The European Central Bank reportedly has refused to serve as a financial backstop for a massive EU "reparations loan" to Ukraine, a decision that undercuts Brussels' plan to raise roughly $140 billion against frozen Russian central bank assets held at Euroclear in Belgium.
According to multiple officials cited by the Financial Times, the ECB concluded that a European Commission proposal would violate the central bank's mandate and run afoul of EU treaty rules barring "monetary financing," the practice of central banks effectively funding government obligations.
The ECB warned that such actions are prohibited because they can undermine confidence in a central bank and contribute to inflation and instability.
At issue is how the EU would protect markets if Russia's immobilized assets were suddenly unfrozen and reclaimable.
Under the commission's concept, EU member states would provide guarantees so repayment risk is shared across the bloc.
But commission officials privately warned that governments might not be able to mobilize cash quickly during a crisis, potentially putting severe pressure on markets and on Euroclear Bank, the lending arm of the Belgian securities depository, the FT reported.
The officials asked the ECB whether it could function as a lender of last resort to Euroclear Bank to prevent a liquidity crunch.

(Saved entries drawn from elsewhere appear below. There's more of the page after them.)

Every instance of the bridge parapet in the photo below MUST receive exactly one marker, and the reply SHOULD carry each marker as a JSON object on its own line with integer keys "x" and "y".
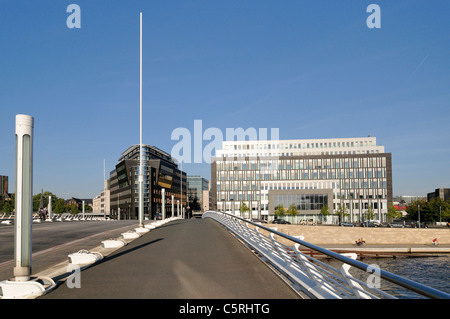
{"x": 311, "y": 276}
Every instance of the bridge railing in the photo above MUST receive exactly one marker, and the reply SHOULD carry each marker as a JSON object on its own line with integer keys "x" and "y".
{"x": 312, "y": 276}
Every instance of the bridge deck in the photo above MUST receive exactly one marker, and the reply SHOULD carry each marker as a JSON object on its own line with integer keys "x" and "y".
{"x": 192, "y": 259}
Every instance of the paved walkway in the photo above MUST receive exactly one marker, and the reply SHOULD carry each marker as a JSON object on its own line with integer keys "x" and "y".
{"x": 189, "y": 259}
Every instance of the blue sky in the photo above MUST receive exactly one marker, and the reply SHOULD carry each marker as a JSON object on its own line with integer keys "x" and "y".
{"x": 313, "y": 69}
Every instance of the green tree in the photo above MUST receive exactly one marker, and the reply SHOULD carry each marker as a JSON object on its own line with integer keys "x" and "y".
{"x": 59, "y": 206}
{"x": 370, "y": 213}
{"x": 292, "y": 211}
{"x": 341, "y": 212}
{"x": 393, "y": 213}
{"x": 73, "y": 209}
{"x": 279, "y": 212}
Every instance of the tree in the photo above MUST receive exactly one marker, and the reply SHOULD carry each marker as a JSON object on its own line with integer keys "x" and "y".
{"x": 73, "y": 209}
{"x": 393, "y": 213}
{"x": 279, "y": 212}
{"x": 59, "y": 206}
{"x": 370, "y": 213}
{"x": 292, "y": 211}
{"x": 341, "y": 212}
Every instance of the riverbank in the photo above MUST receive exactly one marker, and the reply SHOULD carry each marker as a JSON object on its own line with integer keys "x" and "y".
{"x": 339, "y": 235}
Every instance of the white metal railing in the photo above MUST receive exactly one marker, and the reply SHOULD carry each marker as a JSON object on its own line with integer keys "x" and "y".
{"x": 314, "y": 277}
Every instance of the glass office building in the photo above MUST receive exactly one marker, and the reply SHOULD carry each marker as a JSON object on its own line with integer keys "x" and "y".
{"x": 160, "y": 171}
{"x": 198, "y": 192}
{"x": 354, "y": 174}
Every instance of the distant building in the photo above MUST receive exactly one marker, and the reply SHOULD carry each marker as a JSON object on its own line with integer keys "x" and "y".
{"x": 352, "y": 173}
{"x": 101, "y": 203}
{"x": 198, "y": 193}
{"x": 3, "y": 185}
{"x": 160, "y": 171}
{"x": 78, "y": 202}
{"x": 443, "y": 193}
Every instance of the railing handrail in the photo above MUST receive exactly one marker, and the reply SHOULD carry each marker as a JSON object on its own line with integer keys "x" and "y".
{"x": 401, "y": 281}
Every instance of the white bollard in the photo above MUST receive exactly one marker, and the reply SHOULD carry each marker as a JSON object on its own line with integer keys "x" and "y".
{"x": 24, "y": 196}
{"x": 163, "y": 208}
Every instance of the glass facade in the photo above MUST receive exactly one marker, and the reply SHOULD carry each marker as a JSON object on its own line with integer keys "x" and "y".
{"x": 196, "y": 187}
{"x": 351, "y": 179}
{"x": 303, "y": 202}
{"x": 159, "y": 171}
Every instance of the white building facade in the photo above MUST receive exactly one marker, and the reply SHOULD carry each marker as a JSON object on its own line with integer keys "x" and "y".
{"x": 350, "y": 174}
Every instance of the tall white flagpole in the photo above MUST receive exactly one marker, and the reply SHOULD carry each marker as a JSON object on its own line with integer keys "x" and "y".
{"x": 141, "y": 167}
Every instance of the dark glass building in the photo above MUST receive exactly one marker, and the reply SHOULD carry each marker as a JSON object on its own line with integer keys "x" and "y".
{"x": 160, "y": 171}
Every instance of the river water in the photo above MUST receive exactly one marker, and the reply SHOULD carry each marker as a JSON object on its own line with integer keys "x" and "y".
{"x": 430, "y": 271}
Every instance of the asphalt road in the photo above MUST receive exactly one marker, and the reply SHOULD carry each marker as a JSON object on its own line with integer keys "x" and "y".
{"x": 53, "y": 242}
{"x": 188, "y": 259}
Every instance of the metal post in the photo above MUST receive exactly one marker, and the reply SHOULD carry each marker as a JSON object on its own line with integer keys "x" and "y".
{"x": 181, "y": 185}
{"x": 50, "y": 210}
{"x": 141, "y": 166}
{"x": 163, "y": 195}
{"x": 418, "y": 206}
{"x": 24, "y": 197}
{"x": 173, "y": 209}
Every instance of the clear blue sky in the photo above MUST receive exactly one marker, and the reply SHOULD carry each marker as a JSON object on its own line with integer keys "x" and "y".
{"x": 313, "y": 69}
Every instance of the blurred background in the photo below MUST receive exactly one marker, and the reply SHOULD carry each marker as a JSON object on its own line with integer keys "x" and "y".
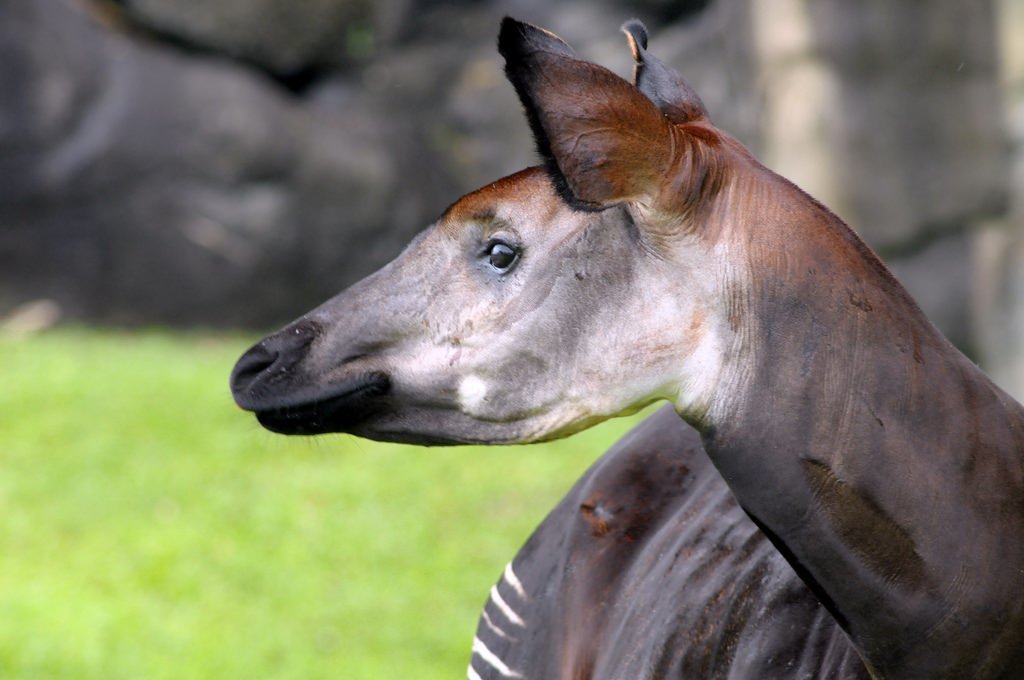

The ECB said no because doing so would effectively shift member-state financial obligations onto the central bank, something EU rules are designed to prevent.
The setback comes as Europe faces growing urgency to fund Ukraine for the next two years amid battlefield pressure and widening fiscal needs.
Reuters has also reported that Kyiv has pressed Europe to unlock Russian assets, as international funding remains critical and Ukraine's financing gap remains substantial.
Belgium, where Euroclear is based and where a large share of the frozen funds sit, has emerged as a key obstacle.
Belgian Prime Minister Bart De Wever has called the "reparations loan" scheme "fundamentally wrong" and demanded binding guarantees from all EU states to cover the risks — especially if sanctions keeping the assets immobilized are overturned or not renewed, The Guardian reported.
Those sanctions require unanimous renewal every six months, and dissent from countries such as Hungary has fueled concerns that Europe's legal footing could shift quickly.
The FT report said the commission is now working on alternative mechanisms to provide temporary liquidity support for any loan structure that relies on the Russian assets.